School is in session.

Global Investment Bank Just Schooled Donald Trump Over His Claim That the Stock Market Would Crash If He Were Impeached
US President Donald Trump waves as he boards Air Force One at Joint Base Andrews, Maryland on September 6, 2018. (Photo by NICHOLAS KAMM/AFP/Getty Images)

In efforts to bolster support and fend off impeachment talk, President Donald Trump recently made some outrageous claims. From threats of violent Democrats to economic collapse if he were to be impeached, the assertions failed to gain much traction.

The President continuously chases but cannot seem to crack a 50 percent approval rating in all but one conservative poll—and then only once in even that poll after his first 60 days in office. So his fear tactics to sway voters going into the 2018 midterm elections in November make a certain degree of sense.


But do the claims themselves contain any truth?

The absurdity of the violent Democrats as a result of Democratic wins in the midterms statement received a rather effective refutation from Bette Midler already.

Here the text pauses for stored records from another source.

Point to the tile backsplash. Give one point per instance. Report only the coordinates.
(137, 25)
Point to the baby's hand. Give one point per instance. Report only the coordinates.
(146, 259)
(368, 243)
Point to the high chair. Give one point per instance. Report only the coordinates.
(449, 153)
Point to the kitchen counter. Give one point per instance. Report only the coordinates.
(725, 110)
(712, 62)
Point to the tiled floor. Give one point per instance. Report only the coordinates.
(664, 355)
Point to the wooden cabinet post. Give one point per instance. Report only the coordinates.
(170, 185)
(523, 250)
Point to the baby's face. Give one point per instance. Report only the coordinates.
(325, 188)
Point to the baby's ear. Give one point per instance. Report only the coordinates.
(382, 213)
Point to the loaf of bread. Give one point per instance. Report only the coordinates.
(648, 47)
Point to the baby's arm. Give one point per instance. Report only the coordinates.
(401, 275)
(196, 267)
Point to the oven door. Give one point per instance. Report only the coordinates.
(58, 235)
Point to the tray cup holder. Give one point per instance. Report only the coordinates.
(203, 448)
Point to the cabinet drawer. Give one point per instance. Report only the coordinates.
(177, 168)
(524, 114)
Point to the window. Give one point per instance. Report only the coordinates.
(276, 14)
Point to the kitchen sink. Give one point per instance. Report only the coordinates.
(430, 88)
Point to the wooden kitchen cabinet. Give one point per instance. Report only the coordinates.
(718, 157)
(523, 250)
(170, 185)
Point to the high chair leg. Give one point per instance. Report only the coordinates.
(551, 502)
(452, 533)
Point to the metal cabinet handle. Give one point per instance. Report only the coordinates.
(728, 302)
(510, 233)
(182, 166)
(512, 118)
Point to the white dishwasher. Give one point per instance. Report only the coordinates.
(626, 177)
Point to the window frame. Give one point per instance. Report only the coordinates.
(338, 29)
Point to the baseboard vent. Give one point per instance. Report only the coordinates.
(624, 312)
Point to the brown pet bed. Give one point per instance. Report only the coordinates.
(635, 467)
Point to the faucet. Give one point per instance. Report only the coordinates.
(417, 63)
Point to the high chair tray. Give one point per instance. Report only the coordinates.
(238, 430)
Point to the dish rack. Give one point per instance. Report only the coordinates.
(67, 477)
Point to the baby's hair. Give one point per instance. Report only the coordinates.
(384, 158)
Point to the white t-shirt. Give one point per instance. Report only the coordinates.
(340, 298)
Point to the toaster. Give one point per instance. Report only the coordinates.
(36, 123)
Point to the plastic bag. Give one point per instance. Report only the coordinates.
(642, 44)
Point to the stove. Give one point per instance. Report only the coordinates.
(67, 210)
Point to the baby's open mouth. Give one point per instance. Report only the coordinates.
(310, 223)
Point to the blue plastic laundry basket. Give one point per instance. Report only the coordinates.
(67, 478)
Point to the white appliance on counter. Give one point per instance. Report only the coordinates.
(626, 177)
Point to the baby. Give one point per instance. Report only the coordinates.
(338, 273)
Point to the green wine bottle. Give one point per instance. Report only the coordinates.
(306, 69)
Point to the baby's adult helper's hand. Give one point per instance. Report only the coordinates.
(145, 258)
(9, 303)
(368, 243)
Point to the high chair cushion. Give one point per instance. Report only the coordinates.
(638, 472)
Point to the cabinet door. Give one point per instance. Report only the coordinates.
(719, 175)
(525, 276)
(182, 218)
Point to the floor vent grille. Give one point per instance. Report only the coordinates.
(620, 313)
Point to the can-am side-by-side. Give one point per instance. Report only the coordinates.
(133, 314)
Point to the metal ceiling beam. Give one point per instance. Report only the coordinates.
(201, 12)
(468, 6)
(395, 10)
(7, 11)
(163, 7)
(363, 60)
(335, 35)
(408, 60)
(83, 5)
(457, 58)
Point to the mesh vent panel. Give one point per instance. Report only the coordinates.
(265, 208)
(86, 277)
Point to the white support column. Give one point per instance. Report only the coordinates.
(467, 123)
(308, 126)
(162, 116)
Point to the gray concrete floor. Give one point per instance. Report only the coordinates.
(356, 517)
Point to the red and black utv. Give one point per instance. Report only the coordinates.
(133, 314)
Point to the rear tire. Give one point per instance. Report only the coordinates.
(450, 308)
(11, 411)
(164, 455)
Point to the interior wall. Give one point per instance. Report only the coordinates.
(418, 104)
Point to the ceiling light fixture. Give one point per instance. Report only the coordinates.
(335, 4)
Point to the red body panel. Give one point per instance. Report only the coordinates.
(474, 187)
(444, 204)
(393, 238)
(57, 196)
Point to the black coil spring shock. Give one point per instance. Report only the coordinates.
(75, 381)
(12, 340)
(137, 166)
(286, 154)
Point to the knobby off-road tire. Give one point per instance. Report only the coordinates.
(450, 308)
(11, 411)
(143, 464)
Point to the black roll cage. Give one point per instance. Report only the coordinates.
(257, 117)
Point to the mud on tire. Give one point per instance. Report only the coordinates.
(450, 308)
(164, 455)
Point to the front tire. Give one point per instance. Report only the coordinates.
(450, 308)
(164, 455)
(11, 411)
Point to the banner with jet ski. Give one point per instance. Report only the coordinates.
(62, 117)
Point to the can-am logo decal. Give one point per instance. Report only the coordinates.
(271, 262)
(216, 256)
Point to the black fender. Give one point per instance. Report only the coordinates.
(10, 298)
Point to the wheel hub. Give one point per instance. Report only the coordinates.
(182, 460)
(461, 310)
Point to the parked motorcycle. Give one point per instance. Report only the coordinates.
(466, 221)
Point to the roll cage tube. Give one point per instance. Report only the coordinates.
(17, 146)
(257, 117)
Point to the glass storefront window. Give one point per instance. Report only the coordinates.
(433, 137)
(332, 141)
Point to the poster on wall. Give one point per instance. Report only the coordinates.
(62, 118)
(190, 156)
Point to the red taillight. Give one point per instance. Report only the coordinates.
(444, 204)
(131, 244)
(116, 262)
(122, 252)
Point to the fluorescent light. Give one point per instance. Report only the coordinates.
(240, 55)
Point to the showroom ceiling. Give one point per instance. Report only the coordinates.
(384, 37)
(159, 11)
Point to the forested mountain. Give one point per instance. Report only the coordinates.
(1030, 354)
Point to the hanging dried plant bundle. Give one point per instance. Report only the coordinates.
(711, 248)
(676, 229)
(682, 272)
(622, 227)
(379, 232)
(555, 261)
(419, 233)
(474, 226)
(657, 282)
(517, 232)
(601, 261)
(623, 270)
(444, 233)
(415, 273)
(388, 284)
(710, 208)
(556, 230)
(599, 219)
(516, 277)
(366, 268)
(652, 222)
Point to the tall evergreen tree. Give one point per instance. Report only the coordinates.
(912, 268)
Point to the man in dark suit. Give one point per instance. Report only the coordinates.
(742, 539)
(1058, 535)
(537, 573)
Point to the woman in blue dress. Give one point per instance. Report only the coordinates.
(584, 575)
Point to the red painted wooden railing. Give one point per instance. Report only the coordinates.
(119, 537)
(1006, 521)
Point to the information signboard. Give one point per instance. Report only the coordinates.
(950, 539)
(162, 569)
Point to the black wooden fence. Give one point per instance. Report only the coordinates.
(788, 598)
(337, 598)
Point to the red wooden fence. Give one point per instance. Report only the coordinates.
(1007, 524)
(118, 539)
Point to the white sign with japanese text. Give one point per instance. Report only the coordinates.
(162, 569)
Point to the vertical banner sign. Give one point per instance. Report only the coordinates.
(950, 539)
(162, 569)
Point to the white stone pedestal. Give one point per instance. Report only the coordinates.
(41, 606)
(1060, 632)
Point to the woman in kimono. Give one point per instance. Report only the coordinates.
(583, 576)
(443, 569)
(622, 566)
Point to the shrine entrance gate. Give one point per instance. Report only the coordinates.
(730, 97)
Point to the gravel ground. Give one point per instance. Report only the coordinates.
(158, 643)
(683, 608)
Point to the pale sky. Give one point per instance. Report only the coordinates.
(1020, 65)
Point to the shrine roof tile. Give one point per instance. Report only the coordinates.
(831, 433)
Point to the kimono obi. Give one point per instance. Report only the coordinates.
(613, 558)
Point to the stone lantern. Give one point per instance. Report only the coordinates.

But what about the threat of economic collapse if Trump faced impeachment?

Barclays Plc decided to take a look. Barclays is a renowned British multinational investment bank and financial services company headquartered in London controlling about £1.133 trillion ($1.439 trillion) in assets.

Their verdict?

William Hobbs, head of investment strategy at Barclays Investment Solutions in London, stated:

"We doubt that capital markets would collapse if President Trump’s administration was endangered, either electorally or indeed legally."
"The forward momentum of the world economy, and therefore its capital markets, has little to do with the actions of the White House, past, present or future, in our opinion."

And past history backs them up.

Looking at the effects of investigations into former presidents Bill Clinton and Richard Nixon show the state of the economy defined market direction, not a President's legal issues. For Nixon, equity and bond markets responded to the oil crisis and recession before Nixon's impeachment and resignation. During the Clinton impeachment, stocks continued to respond to the dot-com bubble.

Hobbs added:

"The lesson from all this is that the wider economic context matters most for capital markets."

Barclays pointed out little credit belongs to Trump for the “Trump rally” in the US economy. The present state of the economy owes its success to the period before the 2016 presidential election, when President Barack Obama occupied the White House.

Barclays assessment, while helpful in refuting the President's false claim, came as no great surprise.

Trump made his impeachment prediction in an interview with Fox News on August 23. The President stated:

"I don’t know how you can impeach somebody who’s done a great job."

He added:

"I’ll tell you what, if I ever got impeached, I think the market would crash. I think everybody would be very poor. Because without this thinking you would see numbers that you wouldn’t believe, in reverse."

Almost from the moment Trump first claimed his impeachment would cause the stock market to collapse, people expressed their skepticism or their willingness to test his theory.

While others just reacted to the claim itself.

Midterm elections are set for Tuesday, November 6, 2018.